Budget 2024: National Insurance cut was a missed opportunity for simplification

07 March 2024

Susan Ball, employment tax partner at RSM UK, responds to yesterday’s budget announcements on National Insurance:

With less than four weeks to go until the National Insurance Contribution (NIC) rate changes, employers will have their work cut out to implement this in time for April payroll runs. Last time changes were implemented businesses were given six weeks, and this was still a challenge for some. Taking the Easter holidays into account, employers may struggle to implement this change effectively. The legislation will need to be passed in a matter of days to enable them to meet new requirements. 

For employers, it’s advisable to issue communications to their workforces. These should inform employees about when they can expect the change to be applied. If employers outsource their payroll, we recommend employers check these changes are reflected in their employees’ payroll. Employers should also ensure that their payroll adjustments are robust if running their payroll internally. 

National Insurance is calculated on a pay period basis, so capturing accurate information from employers is crucial so payroll can ensure payments are subject to NIC at the correct rate and time. Employers that don’t amend their payroll system in time will need to rectify this in subsequent pay periods, so employees receive the full benefit of the NIC cut. 

The Chancellor said in his Budget speech ‘If you get your income from having a job, you pay two types of tax – National Insurance Contributions and Income Tax. If you get it from other sources, you only pay one. This double taxation of work is unfair.’ Many tax advisers held their breath, thinking this just might be the start of an announcement on merging income tax and NIC, but they were quickly disappointed with what followed. The chancellor didn’t even align the rates for employees and the self-employed. 

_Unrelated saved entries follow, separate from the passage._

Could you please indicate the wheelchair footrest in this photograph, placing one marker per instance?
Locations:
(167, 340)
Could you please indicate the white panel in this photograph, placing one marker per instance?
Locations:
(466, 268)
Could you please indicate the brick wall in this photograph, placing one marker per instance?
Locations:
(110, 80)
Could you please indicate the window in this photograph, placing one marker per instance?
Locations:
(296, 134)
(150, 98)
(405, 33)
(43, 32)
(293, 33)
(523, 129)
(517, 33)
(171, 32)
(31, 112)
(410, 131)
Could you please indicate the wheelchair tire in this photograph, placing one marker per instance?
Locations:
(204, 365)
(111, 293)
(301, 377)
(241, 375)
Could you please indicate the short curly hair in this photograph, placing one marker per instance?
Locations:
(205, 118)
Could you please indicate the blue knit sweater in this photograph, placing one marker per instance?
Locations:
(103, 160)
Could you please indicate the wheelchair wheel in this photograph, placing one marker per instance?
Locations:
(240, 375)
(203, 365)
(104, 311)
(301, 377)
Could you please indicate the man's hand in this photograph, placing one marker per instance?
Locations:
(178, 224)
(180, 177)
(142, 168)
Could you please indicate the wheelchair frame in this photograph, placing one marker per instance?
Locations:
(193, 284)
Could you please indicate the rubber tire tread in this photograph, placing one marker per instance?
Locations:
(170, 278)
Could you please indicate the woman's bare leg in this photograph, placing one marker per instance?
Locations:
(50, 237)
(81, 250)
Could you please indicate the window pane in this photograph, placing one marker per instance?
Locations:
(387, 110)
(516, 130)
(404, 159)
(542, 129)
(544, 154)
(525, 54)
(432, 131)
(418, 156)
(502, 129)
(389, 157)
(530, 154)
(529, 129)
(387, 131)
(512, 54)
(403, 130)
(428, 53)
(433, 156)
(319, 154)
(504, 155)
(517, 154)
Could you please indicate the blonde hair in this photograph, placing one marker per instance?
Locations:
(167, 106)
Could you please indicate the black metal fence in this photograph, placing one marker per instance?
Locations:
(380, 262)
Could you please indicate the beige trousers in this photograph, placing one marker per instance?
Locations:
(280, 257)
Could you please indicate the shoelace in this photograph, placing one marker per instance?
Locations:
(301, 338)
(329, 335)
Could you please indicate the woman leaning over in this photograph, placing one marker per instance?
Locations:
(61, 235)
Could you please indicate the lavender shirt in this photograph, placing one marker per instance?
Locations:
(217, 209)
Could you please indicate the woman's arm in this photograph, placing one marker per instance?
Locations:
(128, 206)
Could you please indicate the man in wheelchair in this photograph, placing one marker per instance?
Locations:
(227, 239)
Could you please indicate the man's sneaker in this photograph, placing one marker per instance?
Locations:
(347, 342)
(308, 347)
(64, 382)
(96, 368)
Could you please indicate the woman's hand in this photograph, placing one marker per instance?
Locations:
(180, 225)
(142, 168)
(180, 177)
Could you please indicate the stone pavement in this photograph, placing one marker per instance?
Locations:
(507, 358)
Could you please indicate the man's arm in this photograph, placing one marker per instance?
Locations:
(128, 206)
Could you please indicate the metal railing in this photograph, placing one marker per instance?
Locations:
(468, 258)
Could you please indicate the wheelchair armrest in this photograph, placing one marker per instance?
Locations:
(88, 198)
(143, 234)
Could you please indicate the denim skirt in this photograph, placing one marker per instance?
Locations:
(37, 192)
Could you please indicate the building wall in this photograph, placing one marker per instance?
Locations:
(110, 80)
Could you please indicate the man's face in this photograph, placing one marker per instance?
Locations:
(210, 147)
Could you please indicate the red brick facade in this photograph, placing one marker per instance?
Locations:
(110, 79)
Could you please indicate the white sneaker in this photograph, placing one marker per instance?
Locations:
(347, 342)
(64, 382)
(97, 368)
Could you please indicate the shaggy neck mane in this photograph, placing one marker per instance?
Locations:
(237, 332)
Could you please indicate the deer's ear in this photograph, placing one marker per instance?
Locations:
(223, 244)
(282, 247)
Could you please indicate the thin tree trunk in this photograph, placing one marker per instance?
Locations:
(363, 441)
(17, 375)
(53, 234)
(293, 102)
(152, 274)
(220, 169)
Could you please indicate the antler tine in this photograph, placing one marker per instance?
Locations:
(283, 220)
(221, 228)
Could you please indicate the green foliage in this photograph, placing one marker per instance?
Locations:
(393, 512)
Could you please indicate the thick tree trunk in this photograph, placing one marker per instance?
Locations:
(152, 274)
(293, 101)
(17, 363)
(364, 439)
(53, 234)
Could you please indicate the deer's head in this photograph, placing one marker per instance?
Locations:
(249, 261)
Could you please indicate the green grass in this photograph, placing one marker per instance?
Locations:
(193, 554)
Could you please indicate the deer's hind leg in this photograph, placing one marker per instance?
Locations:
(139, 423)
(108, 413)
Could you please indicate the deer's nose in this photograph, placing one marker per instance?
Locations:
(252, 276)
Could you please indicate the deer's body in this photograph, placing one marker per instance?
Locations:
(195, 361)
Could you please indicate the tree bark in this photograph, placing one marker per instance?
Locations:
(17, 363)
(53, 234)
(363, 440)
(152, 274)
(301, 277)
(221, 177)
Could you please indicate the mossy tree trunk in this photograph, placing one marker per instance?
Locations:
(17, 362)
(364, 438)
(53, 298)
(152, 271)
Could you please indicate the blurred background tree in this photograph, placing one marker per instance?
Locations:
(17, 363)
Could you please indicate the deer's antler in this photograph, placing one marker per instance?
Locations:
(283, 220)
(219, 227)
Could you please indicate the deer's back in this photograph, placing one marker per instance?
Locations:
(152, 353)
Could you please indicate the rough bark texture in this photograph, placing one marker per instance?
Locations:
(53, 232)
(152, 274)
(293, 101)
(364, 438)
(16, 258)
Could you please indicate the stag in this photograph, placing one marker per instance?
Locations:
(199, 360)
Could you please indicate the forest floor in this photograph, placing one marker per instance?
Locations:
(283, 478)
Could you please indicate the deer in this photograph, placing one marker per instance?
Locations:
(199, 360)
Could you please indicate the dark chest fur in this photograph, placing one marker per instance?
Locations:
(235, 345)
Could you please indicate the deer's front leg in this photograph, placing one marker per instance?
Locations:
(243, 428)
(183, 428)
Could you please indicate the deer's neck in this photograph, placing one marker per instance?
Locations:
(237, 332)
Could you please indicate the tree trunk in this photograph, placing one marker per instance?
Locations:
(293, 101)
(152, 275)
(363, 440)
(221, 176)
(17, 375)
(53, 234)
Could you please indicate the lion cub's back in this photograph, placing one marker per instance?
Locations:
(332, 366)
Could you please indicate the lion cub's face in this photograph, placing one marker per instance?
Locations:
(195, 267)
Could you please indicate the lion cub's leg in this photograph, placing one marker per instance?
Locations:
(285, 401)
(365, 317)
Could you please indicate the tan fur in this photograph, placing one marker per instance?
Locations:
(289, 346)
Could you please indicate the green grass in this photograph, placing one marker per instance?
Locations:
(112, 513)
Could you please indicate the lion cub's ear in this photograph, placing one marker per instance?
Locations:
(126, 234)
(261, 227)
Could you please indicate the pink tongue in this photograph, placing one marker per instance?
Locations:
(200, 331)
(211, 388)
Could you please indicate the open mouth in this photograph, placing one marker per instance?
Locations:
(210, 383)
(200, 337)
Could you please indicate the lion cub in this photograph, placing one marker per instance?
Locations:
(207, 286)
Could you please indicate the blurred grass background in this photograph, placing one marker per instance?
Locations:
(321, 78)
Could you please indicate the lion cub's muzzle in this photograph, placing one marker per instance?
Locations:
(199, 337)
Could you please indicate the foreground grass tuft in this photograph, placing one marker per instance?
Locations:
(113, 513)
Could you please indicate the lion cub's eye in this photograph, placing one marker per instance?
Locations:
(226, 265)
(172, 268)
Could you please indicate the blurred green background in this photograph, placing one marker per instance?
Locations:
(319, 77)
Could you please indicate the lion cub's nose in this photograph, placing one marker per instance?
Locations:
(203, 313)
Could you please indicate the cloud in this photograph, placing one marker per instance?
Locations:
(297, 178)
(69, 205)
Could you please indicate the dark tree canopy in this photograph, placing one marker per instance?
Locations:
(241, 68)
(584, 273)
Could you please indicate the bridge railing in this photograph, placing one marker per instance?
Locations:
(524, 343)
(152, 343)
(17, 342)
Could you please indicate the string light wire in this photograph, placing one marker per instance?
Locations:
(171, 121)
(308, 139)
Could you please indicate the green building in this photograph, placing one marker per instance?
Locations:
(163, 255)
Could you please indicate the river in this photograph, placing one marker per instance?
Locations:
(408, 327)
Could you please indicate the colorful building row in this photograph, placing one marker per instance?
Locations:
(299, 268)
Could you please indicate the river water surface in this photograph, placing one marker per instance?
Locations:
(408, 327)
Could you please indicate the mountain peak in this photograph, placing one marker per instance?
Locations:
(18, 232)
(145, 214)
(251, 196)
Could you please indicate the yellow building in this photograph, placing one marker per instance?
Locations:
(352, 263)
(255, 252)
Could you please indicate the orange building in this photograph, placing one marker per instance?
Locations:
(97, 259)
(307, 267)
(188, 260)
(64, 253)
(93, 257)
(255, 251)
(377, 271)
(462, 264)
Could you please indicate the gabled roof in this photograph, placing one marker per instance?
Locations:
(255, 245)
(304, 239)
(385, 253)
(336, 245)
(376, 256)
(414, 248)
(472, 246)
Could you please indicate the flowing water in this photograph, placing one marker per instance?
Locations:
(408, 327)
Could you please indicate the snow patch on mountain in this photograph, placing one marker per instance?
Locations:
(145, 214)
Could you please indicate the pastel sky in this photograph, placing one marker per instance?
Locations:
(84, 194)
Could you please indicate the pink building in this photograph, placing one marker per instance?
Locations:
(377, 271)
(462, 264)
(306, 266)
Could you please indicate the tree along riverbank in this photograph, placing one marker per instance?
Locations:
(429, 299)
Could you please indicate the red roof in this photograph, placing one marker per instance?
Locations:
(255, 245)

Differences between the two taxes has long been identified by many, including the OTS, as too complex. The case for merging income tax and NICs remains strong in terms of transparency, administrative simplicity and understanding. NIC is now the only tax with devolved governments that the chancellor can use to give a benefit across the board to all those in work. 

If the chancellor is going to move to one tax rate in future, we can expect to hear more on this soon, possibly Tax Administration and Maintenance Day on 18th April, or failing that a consultation over the summer. Either way, he will need to move swiftly to sign-off on any changes before the next general election.

One big question to answer is whether the devolved governments will retain the same control over their rates of income tax if National Insurance is removed or merged?

In addition to this, benefits such as the state pension are calculated based on National Insurance contributions that have been paid, so this will also need to be addressed. There are feasible solutions that involve legislative and administrative adjustments, so with careful consideration these challenges are not insurmountable.